В лагерях не обходилось без болезней, зато были книги. Свалив у себя в палатке все, что присылали солдатам из дому, помощник лекаря устраивал библиотеку. В книгах попадались иллюстрации, Гальвину нравилось их разглядывать, а временами адъютант либо соседи по палатке читали вслух рассказ либо стихотворение. В фельдшерской библиотеке Гальвин отыскал блестящий сине-золотой сборник поэм Лонгфелло. Он не смог прочесть на обложке имя, но узнал портрет, выгравированный на первой странице, — такой же точно был в книжке его жены. Гарриет Гальвин неустанно повторяла, что поэмы Лонгфелло выводят своих героев к свету и счастию, даже когда те ступают на мрачную тропу; так случилось с Эванджелиной и ее кавалером — новая страна разлучила возлюбленных, однако лишь для того, чтоб те вновь отыскали друг друга, когда она служила санитаркой, а он умирал от тифа. Гальвин воображал, что поэма — про них с Гарриет, и легче становилось смотреть, как падают вокруг солдаты.

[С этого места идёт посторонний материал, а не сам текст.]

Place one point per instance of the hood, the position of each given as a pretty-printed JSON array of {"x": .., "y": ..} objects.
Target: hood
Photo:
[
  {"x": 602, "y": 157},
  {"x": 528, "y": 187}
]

Вскоре после того, как, наслушавшись странствующего оратора, Бенджамин оставил тетушкину ферму и явился в Бостон помогать аболиционистам, случилась драка меж ним и двумя ирландцами, что своими воплями пытались сорвать аболиционистский митинг. Один из организаторов взял Гальвина к себе домой приходить в чувство, и Гарриет, дочь этого политика, тут же в бедолагу влюбилась. До той поры она не встречала человека, даже среди друзей отца, кто столь же уверенно отличал правое дело от неправого — без нездоровых разглагольствований о политике и влияниях.
— Порой я думаю, что свою миссию ты любишь более, нежели людей, — обронила Гарриет во времена их ухаживаний, однако Гальвин был слишком простодушен, дабы счесть свое занятие миссией.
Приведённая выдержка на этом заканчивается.